Could You Live in 320 Square Feet?

If you live in a city, you probably know that space is at a premium.  Very few architects or builders know how to get a space right when it comes to small spaces.  Sure, there is the "box" that most of these spaces turn into, but what about ingenious methods of flow and storage?  What about aesthetics and views?  What about living in a space that doesn't feel like it's 320 square feet?

That is exactly the questions that architects Scott Specht and partner Louise Harpman of the architectural firm Specht Harmon answered when they designed this Manhattan Micro Loft in New York.  This space is sleek and stylish.  It feels large and unassuming.  It feels personal and classy.  It's hard to achieve that in a small space.

This view of the kitchen and the living space beyond is the perfect vantage point to see how the space feels large.  The wrap-around counter extends the kitchen into the living area and the sea colored glass backsplash and white cabinets keep the kitchen light and airy.

The kitchen features fully concealed appliances and flip-up upper storage units that enable easy access.

The only door in the entire loft is the bathroom door.  The rest of the loft is without doors in order to achieve an open and free-flowing space.  Notice the mirrored interior of the door, which provides a great dressing mirror and makes the bathroom feel larger.

The stairs have built-in storage and lower drawers.  Without hardware, it is more seamless.

The bed is tucked under an alcove with recessed lighting.  The bedroom area is cantilevered with steel cables and is grounded with the dark hardwood.

View to the top level, which leads out onto the rooftop garden.  The open and airy full wall of glass windows and doors also allows much light into the space, making it feel more open and spacious.

The stairs balusters are steel cables, adding to the sleekness and modernity of the whole space.

The wrap-around counter-top from the kitchen to the living area acts as a "hearth" for the space.

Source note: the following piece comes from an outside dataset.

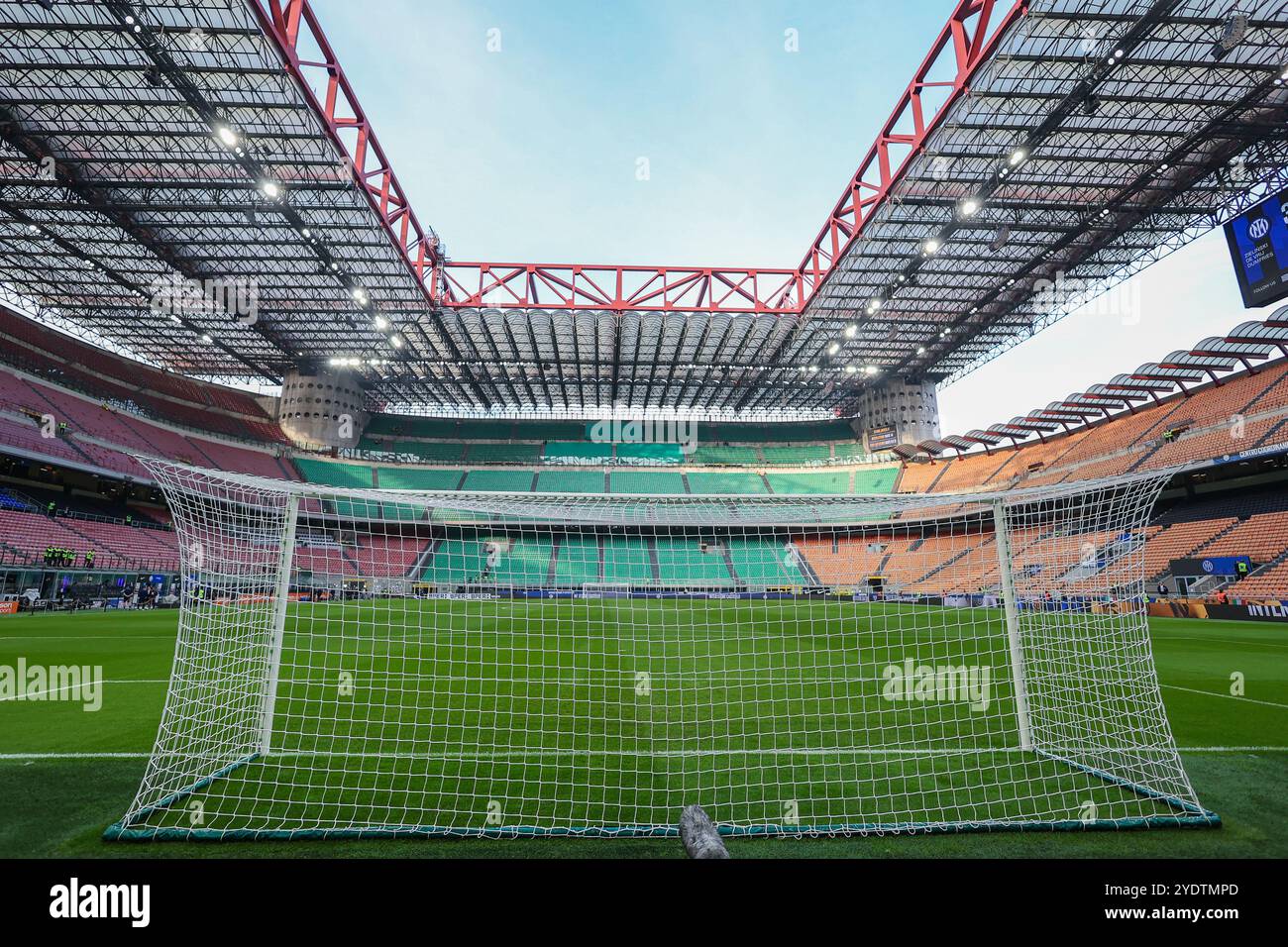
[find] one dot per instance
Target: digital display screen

A wider view of the space.   The simplicity of the lines, and the dark wood against the white walls and lacquered cabinets gives it a very clean look.  Notice the "wall" of balusters that go from the stairs to the ceiling.  They create a safety wall, while not impinging on the openness of the space.

The main bathroom and shower is under the staircase.

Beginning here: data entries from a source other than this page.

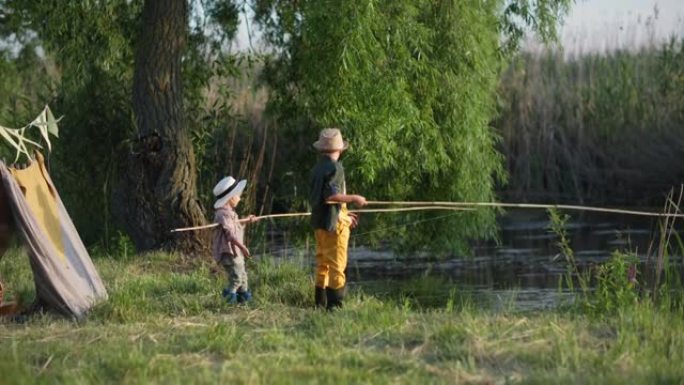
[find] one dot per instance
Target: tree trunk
(158, 189)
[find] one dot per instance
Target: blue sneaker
(244, 296)
(231, 298)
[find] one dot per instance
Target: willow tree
(126, 72)
(159, 191)
(412, 84)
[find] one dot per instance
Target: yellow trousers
(331, 253)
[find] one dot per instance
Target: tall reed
(597, 127)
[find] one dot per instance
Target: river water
(522, 270)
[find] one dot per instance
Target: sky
(599, 25)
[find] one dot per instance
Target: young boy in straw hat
(329, 217)
(229, 249)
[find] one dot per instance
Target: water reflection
(524, 268)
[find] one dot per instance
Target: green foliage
(615, 288)
(162, 319)
(412, 84)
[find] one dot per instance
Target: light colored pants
(331, 253)
(237, 274)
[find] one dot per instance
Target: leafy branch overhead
(45, 122)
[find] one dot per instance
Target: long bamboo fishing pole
(526, 205)
(445, 205)
(285, 215)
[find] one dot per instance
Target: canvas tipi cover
(65, 277)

A computer model of the entire space shows the garden rooftop terrace.  As shown in the model, furnishings are kept to a minimum as well, to keep the space open.

This space won an award as one of the top architectural spaces for 2013 by Residential Architect.

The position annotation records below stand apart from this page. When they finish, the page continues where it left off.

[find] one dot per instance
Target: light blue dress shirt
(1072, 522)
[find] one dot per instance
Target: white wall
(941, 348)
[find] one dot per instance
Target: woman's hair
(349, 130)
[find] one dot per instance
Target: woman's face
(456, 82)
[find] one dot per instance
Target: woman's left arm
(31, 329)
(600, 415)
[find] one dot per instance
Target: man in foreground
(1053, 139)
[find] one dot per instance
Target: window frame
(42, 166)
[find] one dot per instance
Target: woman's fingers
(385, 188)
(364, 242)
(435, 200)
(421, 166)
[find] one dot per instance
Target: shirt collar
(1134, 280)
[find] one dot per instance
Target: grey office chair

Residential Architect's 2013 Award Winners

For more links to great information about small living spaces, check out these links.

Small Urban Apartment Decorating Ideas
Connect with Designers and Builders to Create Your Own Small Home

Have a wonderful week!


Happiness cannot be traveled to, owned, earned, worn or consumed.  Happiness is the spiritual experience of living every minute with love, grace and gratitude.

~ Denis Waitley


Jacqueline @ HOME said...

What a beautiful apartment Becky and the space has been used so well and has maximised it's full potential ...... what I wouldn't give to have it as my NY pied de terre !!!!
Thanks so much for coming over to see me It's so lovely to meet new blogging friends. .... and, Vicki is so lovely. I was lucky enough to meet her last Summer in London and will hopefully meet up again soon.
Here's to a long blogging friendship. XXXX

debra@dustjacket said...

What a stylish space! Thanks so much for dropping by and taking time to leave a note...xx D
ps totally fine re question.

Mary Rafferty said...

Except for a dorm room, and despite looking very nice in the pictures, it is absolutely horrible to have an apartment so small. This belongs on a college campus and nowhere else.

The architects who thought of this and had the nerve to put it forth as acceptable living space for a home - even for a single person - are a disgrace.

People crammed together like that don't have the space and quiet they need.
It will end up being a totally run-down tenement.

We have so much unused land where urban sprawl would be far better than cramming people into the city like this.

I'm sorry to be on my sopabox, but this whole concept appalled me when I first read of it, and continues to upset me.